Other types of data breaches can yield the hackers financial information, or even proof to use for extortion. What would prompt them to break into a hospital network, other than to find out when your last ingrown toenail was treated? There are two major outcomes, both of which can prove very profitable.

The first is the growing incidences of ransomware attacks against medical facilities. As the rash of attacks in 2016 alone proved, hospitals are all too willing to pay up in order to regain control over their networks and patient records. Between the massive fines for violating patient privacy and the lawsuits resulting from lack of treatment due to a dead-in-the-water network, too many facilities have demonstrated that they’ll pay the ransom in order to get back to business as usual.

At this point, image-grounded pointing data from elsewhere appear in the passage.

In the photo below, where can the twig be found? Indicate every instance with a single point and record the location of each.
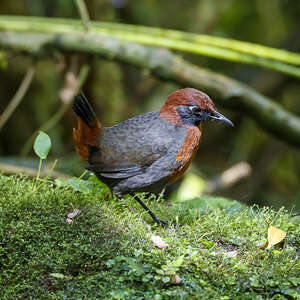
(84, 14)
(61, 111)
(17, 98)
(164, 64)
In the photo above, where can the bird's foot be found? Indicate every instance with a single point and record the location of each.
(161, 222)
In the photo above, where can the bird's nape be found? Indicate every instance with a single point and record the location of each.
(219, 117)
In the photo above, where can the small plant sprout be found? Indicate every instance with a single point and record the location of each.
(42, 146)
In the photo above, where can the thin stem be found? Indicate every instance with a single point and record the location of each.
(51, 169)
(84, 14)
(12, 169)
(17, 98)
(39, 170)
(58, 114)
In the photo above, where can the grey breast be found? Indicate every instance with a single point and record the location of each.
(139, 140)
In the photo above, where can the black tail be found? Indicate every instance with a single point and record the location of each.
(84, 110)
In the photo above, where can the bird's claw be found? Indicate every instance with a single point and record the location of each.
(161, 222)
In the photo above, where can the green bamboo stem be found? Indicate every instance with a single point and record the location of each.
(164, 64)
(198, 44)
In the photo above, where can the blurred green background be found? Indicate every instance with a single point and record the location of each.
(118, 91)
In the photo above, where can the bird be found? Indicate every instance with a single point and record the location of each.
(146, 152)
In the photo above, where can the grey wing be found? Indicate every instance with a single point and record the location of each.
(128, 148)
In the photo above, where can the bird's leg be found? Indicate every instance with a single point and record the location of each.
(148, 210)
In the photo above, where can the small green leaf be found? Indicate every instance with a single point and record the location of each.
(42, 145)
(57, 275)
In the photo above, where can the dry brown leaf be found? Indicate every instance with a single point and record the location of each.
(158, 242)
(175, 279)
(275, 236)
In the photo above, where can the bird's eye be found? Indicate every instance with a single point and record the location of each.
(195, 109)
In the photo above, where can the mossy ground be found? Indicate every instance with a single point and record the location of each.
(108, 254)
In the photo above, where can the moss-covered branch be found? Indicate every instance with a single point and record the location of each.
(271, 116)
(221, 48)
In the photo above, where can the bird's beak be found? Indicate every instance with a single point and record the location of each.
(220, 117)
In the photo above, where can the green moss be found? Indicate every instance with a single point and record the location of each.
(107, 253)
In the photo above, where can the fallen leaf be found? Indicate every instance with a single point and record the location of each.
(275, 236)
(158, 242)
(175, 279)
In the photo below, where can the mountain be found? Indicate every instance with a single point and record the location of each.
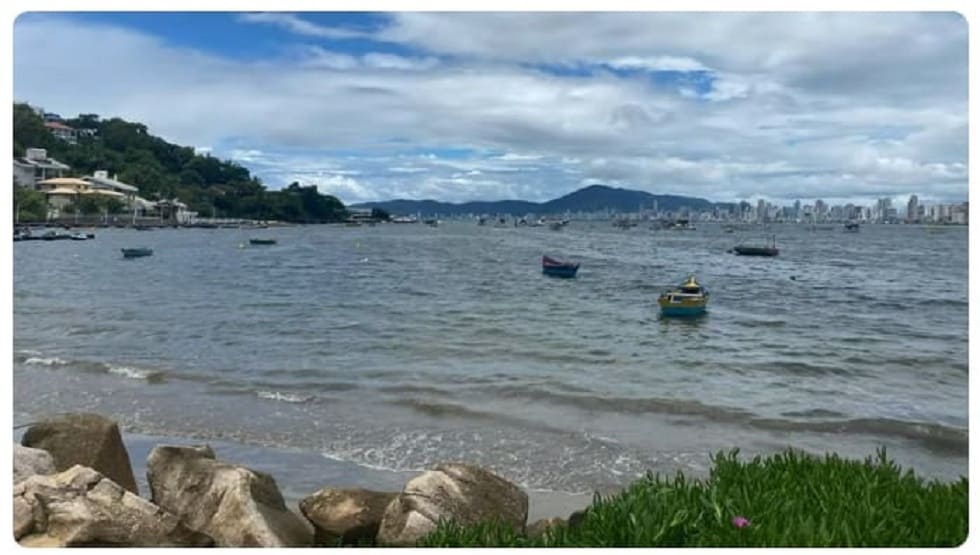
(593, 198)
(162, 170)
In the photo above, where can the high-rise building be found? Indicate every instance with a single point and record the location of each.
(912, 211)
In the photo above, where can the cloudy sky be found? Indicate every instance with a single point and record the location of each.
(489, 106)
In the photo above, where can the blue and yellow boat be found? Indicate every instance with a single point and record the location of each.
(690, 299)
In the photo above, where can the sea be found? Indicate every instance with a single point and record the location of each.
(385, 350)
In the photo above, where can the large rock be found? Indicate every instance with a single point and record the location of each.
(236, 506)
(87, 439)
(543, 526)
(345, 516)
(460, 492)
(29, 461)
(80, 507)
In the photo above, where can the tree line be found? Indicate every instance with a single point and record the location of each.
(161, 170)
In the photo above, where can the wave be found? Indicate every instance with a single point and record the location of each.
(284, 397)
(46, 361)
(125, 370)
(934, 436)
(152, 376)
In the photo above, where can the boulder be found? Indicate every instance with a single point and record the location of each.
(540, 527)
(236, 506)
(81, 507)
(345, 516)
(87, 439)
(29, 461)
(460, 492)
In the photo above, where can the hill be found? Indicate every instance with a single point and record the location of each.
(593, 198)
(162, 170)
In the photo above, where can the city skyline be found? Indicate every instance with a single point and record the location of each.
(377, 106)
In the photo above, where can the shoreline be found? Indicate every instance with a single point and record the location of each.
(299, 474)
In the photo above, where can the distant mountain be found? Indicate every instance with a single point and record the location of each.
(593, 198)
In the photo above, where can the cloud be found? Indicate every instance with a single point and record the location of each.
(301, 26)
(657, 63)
(807, 105)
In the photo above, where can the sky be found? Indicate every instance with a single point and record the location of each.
(845, 107)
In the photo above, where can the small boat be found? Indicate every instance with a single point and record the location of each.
(136, 253)
(552, 267)
(690, 299)
(755, 250)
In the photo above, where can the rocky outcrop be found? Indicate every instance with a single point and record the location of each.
(540, 527)
(345, 516)
(460, 492)
(236, 506)
(29, 461)
(86, 439)
(81, 507)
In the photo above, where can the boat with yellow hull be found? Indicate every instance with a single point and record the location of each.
(690, 299)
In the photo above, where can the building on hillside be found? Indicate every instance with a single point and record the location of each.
(100, 180)
(35, 166)
(62, 191)
(172, 210)
(62, 131)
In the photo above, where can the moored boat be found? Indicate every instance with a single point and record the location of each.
(758, 250)
(137, 252)
(689, 299)
(556, 268)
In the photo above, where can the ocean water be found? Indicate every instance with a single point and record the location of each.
(394, 347)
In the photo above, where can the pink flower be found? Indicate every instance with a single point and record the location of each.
(741, 522)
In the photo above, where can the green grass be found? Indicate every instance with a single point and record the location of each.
(791, 499)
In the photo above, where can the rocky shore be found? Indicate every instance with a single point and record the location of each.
(74, 486)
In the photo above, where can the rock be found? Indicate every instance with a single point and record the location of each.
(81, 507)
(23, 516)
(539, 527)
(29, 461)
(576, 518)
(460, 492)
(87, 439)
(236, 506)
(346, 516)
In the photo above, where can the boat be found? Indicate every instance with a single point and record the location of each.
(756, 250)
(137, 252)
(681, 225)
(556, 268)
(689, 299)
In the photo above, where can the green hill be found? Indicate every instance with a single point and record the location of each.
(163, 170)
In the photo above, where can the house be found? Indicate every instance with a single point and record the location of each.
(174, 210)
(35, 166)
(62, 191)
(100, 180)
(62, 131)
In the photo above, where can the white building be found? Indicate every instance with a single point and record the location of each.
(100, 180)
(35, 166)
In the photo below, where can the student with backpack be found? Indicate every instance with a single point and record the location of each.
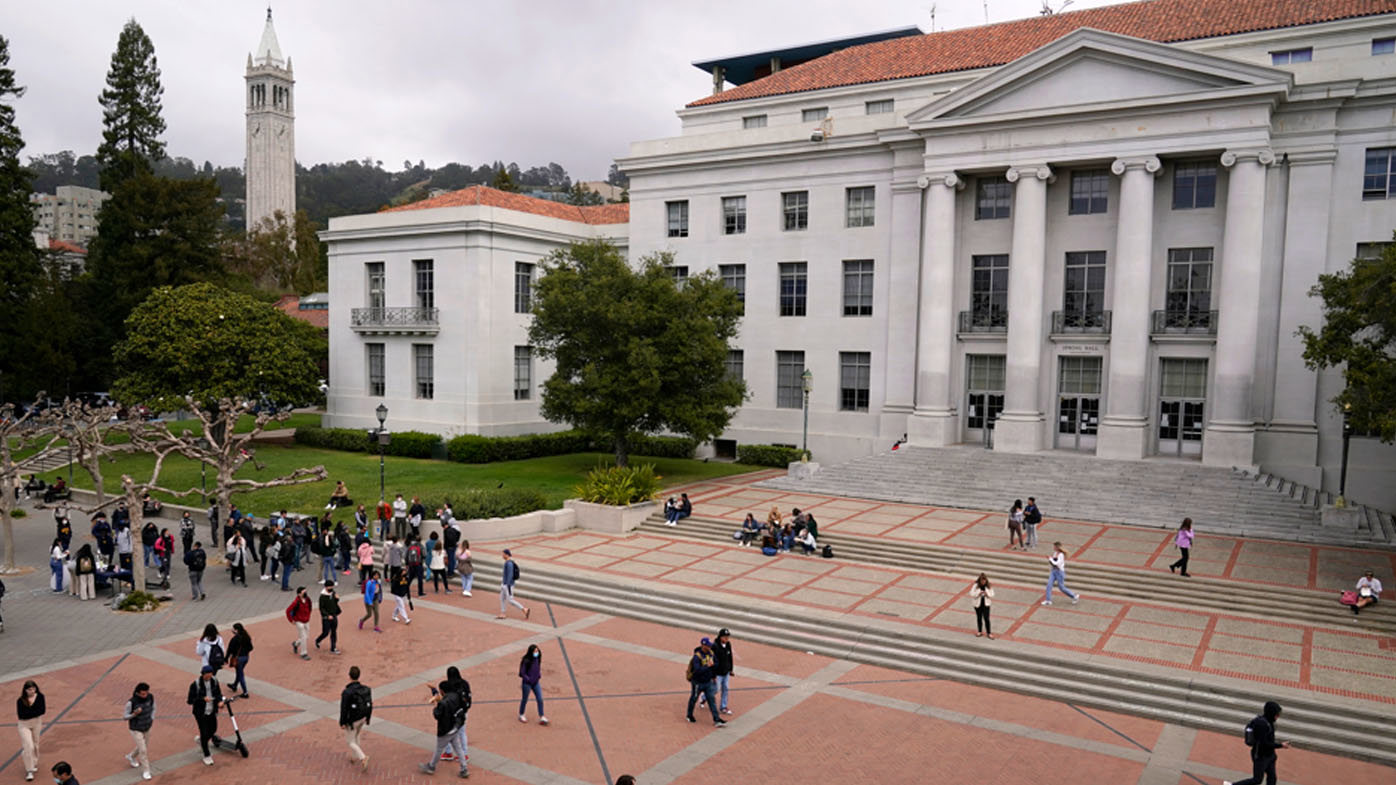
(355, 711)
(1259, 736)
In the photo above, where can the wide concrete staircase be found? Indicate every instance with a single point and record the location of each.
(1329, 724)
(1268, 602)
(1149, 493)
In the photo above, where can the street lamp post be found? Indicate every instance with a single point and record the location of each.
(806, 384)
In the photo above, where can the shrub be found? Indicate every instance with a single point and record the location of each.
(620, 485)
(767, 454)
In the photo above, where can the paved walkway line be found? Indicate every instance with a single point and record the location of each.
(700, 752)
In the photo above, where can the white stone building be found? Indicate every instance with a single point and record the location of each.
(1093, 231)
(271, 131)
(432, 306)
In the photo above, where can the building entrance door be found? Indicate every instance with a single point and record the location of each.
(983, 397)
(1183, 395)
(1078, 402)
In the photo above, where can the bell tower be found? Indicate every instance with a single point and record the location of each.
(271, 131)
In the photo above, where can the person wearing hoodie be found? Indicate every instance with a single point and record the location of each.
(140, 715)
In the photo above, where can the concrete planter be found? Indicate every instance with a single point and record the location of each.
(607, 518)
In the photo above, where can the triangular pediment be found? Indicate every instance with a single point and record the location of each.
(1090, 69)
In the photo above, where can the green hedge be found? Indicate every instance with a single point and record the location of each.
(767, 454)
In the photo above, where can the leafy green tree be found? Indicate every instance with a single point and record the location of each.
(131, 122)
(1359, 334)
(635, 351)
(214, 344)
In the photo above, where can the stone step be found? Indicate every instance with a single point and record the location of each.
(1336, 725)
(1269, 602)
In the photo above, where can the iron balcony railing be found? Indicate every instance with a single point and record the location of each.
(1184, 323)
(1068, 321)
(983, 321)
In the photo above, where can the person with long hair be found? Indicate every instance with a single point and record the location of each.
(982, 594)
(30, 710)
(531, 672)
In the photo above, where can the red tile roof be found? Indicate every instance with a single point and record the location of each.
(492, 197)
(994, 45)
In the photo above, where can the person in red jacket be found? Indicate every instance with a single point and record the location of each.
(299, 615)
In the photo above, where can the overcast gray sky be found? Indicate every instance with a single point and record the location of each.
(532, 81)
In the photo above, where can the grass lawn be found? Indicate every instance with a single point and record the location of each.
(433, 481)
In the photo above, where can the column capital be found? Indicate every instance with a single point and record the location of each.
(948, 179)
(1039, 171)
(1149, 164)
(1262, 155)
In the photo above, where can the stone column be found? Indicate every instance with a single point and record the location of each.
(936, 422)
(1124, 429)
(1229, 439)
(1019, 426)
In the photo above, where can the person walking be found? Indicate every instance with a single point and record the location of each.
(299, 615)
(1184, 542)
(507, 580)
(355, 711)
(330, 618)
(140, 715)
(982, 595)
(30, 711)
(1259, 736)
(204, 699)
(239, 651)
(531, 672)
(701, 682)
(197, 562)
(372, 598)
(1058, 574)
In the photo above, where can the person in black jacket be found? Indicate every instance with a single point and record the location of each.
(355, 711)
(1262, 746)
(204, 700)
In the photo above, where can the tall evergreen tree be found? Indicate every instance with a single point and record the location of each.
(20, 261)
(131, 122)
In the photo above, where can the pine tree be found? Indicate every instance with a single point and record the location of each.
(131, 122)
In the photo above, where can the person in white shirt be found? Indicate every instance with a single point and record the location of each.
(1368, 588)
(1058, 574)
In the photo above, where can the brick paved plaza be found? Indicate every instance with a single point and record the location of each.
(614, 686)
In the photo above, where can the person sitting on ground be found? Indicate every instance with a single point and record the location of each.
(1368, 588)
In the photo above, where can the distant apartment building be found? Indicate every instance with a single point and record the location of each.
(70, 214)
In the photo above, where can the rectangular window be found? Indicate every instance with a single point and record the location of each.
(733, 215)
(1190, 288)
(1194, 185)
(795, 206)
(377, 282)
(1291, 56)
(734, 277)
(522, 287)
(423, 370)
(736, 362)
(374, 363)
(1083, 295)
(522, 373)
(878, 106)
(789, 380)
(426, 282)
(677, 213)
(857, 287)
(993, 197)
(859, 206)
(793, 284)
(1089, 192)
(989, 291)
(855, 372)
(1379, 173)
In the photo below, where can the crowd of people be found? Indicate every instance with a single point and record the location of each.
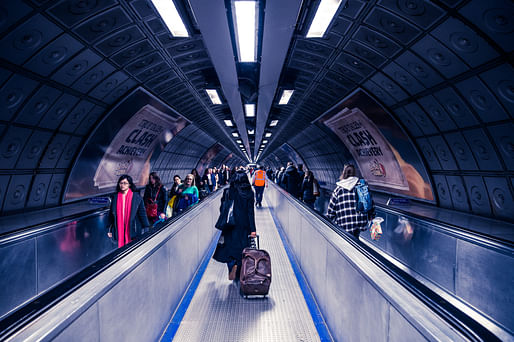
(132, 215)
(129, 210)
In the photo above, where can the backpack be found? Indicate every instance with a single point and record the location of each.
(364, 202)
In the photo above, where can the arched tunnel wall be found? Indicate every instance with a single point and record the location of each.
(442, 68)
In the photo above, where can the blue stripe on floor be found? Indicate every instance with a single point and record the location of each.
(175, 321)
(319, 322)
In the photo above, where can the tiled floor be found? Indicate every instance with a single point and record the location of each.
(217, 312)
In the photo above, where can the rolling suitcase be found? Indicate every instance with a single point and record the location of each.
(255, 277)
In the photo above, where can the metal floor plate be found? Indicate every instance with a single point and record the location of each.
(218, 312)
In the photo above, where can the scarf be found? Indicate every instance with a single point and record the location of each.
(123, 218)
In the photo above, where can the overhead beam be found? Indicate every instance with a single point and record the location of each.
(279, 25)
(212, 19)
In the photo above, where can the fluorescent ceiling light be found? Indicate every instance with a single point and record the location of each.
(246, 29)
(286, 95)
(324, 14)
(171, 17)
(250, 110)
(213, 95)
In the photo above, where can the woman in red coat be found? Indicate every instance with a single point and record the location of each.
(127, 217)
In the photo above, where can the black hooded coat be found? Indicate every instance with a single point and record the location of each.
(236, 238)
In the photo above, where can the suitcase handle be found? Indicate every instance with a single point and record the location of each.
(252, 241)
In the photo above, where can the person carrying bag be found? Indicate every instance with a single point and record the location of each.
(151, 206)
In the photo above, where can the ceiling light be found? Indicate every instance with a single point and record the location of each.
(171, 17)
(286, 95)
(213, 95)
(250, 110)
(246, 29)
(324, 14)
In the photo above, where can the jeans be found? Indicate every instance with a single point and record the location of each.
(259, 190)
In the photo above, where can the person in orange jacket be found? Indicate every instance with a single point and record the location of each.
(259, 181)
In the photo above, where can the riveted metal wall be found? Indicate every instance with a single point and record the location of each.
(442, 68)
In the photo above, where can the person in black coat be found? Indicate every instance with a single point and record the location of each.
(308, 195)
(235, 238)
(126, 200)
(156, 193)
(291, 180)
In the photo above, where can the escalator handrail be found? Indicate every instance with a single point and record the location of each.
(41, 228)
(460, 232)
(459, 320)
(33, 309)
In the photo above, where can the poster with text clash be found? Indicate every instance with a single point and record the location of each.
(127, 141)
(369, 149)
(130, 151)
(384, 153)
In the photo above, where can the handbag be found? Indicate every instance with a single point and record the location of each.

The other factor, at least for patient records in the US, is that they tend to contain all the pieces of the individuals’ identity puzzle. Names, birth dates, Social Security numbers, health insurance numbers… all of it is stored in the file. One successful breach of a hospital network can yield hundreds, if not thousands, of complete identities. Even better, these identities are permanent, as opposed to credit card breaches that will only prove profitable until the financial institutions cancel those card numbers.

The center’s findings continue, “11.8% of the 2016 medical breaches exposed patient Social Security numbers, and records stolen in medical data breaches ranked the highest in the ITRC’s findings for ‘data on the move,’ meaning information which was somehow lost or stolen while in transit from one location to another.”